I. L’affirmation d’une intégration exemplaire justifiant la régularisation
A. La reconnaissance de la validité du parcours d’intégration L’arrêt souligne d’abord la qualité du parcours scolaire et professionnel accompli par le requérant depuis son arrivée sur le sol français. Les juges relèvent que l’intéressé « justifie de la qualité de son intégration par l’obtention d’un certificat d’aptitude professionnelle de maçon ». Cette réussite est d’autant plus remarquable que le jeune homme n’avait jamais bénéficié d’une scolarisation régulière dans son pays d’origine. Sa capacité d’autonomie et son réseau amical local témoignent d’une insertion sociale réussie durant sa prise en charge par les services sociaux. L’obtention d’un contrat de travail à durée indéterminée en qualité de manutentionnaire vient consolider définitivement cette stabilité sur le territoire national.
B. La sanction de l’erreur manifeste d’appréciation préfectorale La juridiction d’appel confirme ici que l’administration a méconnu les conséquences de sa décision sur la situation personnelle et humaine de l’administré. Le préfet a « entaché sa décision d’une erreur manifeste d’appréciation au regard du pouvoir de régularisation à titre exceptionnel dont il dispose ». Cette erreur résulte d’une lecture trop restrictive des critères de présence, ignorant ainsi les efforts d’intégration réels fournis par le requérant. L’équilibre entre l’ordre public et la situation individuelle penche nettement en faveur du maintien du ressortissant étranger au sein de la société. Le juge administratif exerce ainsi un contrôle vigilant sur l’exercice du pouvoir discrétionnaire de l’autorité préfectorale en matière de police des étrangers.
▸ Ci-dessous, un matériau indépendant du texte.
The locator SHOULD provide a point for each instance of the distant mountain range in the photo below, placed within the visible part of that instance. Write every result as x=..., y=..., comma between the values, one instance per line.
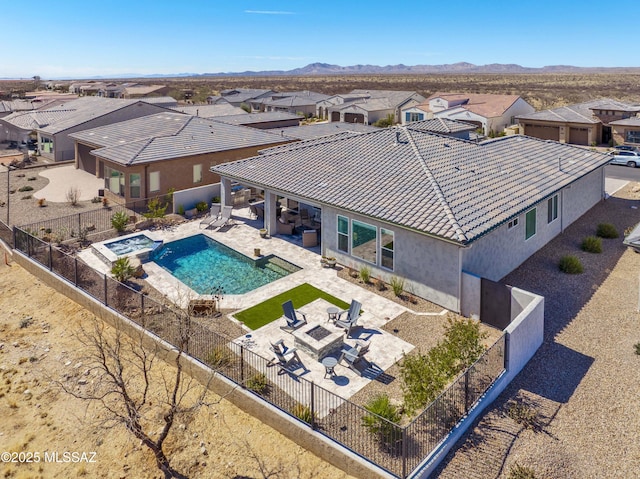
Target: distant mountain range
x=329, y=69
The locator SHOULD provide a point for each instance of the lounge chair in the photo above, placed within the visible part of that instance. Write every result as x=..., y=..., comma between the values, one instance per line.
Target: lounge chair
x=351, y=318
x=286, y=359
x=291, y=315
x=212, y=215
x=225, y=217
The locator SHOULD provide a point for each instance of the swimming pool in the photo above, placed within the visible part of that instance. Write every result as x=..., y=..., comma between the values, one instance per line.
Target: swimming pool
x=203, y=264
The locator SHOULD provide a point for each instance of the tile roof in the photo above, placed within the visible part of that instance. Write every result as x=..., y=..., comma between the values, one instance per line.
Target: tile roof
x=483, y=104
x=183, y=136
x=442, y=186
x=578, y=113
x=442, y=125
x=210, y=111
x=254, y=118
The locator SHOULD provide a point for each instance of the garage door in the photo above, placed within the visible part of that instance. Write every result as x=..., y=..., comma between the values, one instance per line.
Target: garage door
x=579, y=136
x=543, y=132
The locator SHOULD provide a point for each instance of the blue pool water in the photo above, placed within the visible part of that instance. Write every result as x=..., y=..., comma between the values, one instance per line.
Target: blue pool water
x=203, y=264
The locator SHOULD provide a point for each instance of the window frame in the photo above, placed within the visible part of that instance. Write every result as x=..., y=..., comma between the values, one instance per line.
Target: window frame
x=552, y=209
x=527, y=235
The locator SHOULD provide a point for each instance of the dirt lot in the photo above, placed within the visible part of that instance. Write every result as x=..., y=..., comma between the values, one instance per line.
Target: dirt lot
x=220, y=441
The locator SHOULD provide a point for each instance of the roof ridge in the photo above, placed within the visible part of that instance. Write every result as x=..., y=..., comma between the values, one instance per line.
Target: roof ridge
x=462, y=237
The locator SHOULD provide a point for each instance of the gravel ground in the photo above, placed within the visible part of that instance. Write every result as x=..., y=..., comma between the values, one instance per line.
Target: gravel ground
x=581, y=388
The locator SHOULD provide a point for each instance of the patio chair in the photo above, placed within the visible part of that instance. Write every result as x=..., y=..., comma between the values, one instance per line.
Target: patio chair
x=352, y=317
x=291, y=315
x=212, y=215
x=225, y=218
x=286, y=359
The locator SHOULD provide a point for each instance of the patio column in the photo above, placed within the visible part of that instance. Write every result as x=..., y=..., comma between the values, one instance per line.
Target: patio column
x=270, y=210
x=225, y=192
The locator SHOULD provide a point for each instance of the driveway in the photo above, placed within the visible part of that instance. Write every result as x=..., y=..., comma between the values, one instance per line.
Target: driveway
x=64, y=178
x=582, y=385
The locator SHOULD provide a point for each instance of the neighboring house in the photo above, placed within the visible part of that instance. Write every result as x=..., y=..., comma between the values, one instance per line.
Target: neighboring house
x=426, y=207
x=262, y=121
x=54, y=125
x=490, y=113
x=148, y=156
x=626, y=132
x=210, y=110
x=585, y=123
x=238, y=96
x=367, y=106
x=299, y=102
II. La protection de la vie privée et l’effectivité de la décision juridictionnelle
A. L’absence de perspectives de réinsertion dans le pays d’origine L’analyse de la situation familiale constitue le second pilier fondamental du raisonnement tenu par les magistrats de la cour administrative d’appel. Il n’est « pas sérieusement contesté que l’intéressé serait isolé en cas de retour dans son pays d’origine » à cause du décès parental. L’absence de contacts prolongés avec les membres restants de sa parenté rend toute réinstallation durable dans son État d’origine particulièrement aléatoire. Cette rupture des liens familiaux dans le pays de provenance renforce la nécessité d’une protection juridique de sa vie privée en France. L’isolement social total à l’étranger s’oppose radicalement à la solidité des attaches construites localement depuis plus de quatre années consécutives.
B. Le renforcement de l’injonction par le prononcé d’une astreinte La cour veille enfin à l’exécution effective du jugement de première instance qui ordonnait déjà la délivrance d’un titre de séjour salarié. Constatant que l’administration s’est « abstenue de lui délivrer un titre de séjour », les juges décident d’assortir l’injonction initiale d’une mesure de contrainte. Une astreinte de cinquante euros par jour de retard est prononcée pour garantir que le droit au séjour soit réellement mis en œuvre. Cette décision illustre la volonté du juge administratif de ne pas laisser ses arrêts sans portée concrète face à une certaine inertie. L’autorité de la chose jugée trouve ici une traduction matérielle impérative au bénéfice du ressortissant dont la situation a été régularisée.